Das ist in sofern von Interesse, wenn Waldbesitzer mit Grundstücksbesitzersyndrom auf die Idee kommen, einen ihres Waldes verweisen zu wollen. Als botanisch Interessierter mit der Nase im Gekräut und einem Bestimmungsbuch in der Hand wohl Misstrauen erregend, eine Landmine vergraben zu wollen, habe ich das schon erlebt.

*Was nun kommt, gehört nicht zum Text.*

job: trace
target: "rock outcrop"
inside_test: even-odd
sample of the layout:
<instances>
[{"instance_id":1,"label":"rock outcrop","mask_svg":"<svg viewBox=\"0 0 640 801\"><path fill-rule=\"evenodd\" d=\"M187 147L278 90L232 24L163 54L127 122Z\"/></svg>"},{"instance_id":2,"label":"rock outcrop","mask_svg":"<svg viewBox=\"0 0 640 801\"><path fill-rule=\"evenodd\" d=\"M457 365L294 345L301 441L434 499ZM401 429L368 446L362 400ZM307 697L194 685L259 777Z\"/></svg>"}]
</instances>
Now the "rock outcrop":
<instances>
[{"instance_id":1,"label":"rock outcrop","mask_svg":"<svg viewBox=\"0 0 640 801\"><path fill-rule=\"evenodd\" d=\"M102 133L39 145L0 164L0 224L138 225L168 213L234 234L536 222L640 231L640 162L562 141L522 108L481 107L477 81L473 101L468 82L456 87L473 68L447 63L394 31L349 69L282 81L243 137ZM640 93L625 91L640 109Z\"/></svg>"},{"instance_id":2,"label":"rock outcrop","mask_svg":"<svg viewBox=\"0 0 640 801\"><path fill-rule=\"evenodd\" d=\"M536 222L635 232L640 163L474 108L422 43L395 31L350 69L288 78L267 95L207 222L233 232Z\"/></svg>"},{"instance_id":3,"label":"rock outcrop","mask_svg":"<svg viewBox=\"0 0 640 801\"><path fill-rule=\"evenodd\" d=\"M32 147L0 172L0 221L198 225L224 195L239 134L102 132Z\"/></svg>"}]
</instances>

Vor vielen Jahren habe ich einmal einen Berg verrosteten Schrotts aus einem Wald zum Auto geschleift und für Trinkgeld verkauft. Wie das rechtlich aussieht, weiß ich nicht. Einerseits ist es Müll, andererseits gehört er dem Waldbesitzer, der wiederum andererseits einer Entsorgungspflicht aus den allgemeinen Schutzvorschriften unterliegen dürfte, von der ich ihn befreit habe und um die er sich, des Verrottungszustands gemäß, Jahrzehnte nicht gekümmert hat.
Denke nicht, dass man mich bestraft hätte. Es sollte unter dem Motto "Müll aufheben/sammeln im Wald, Umweltschutz" laufen, auch wenn ich knapp DM 20,- eingenommen habe. Da wären ja erst mal Kosten gegenzurechnen.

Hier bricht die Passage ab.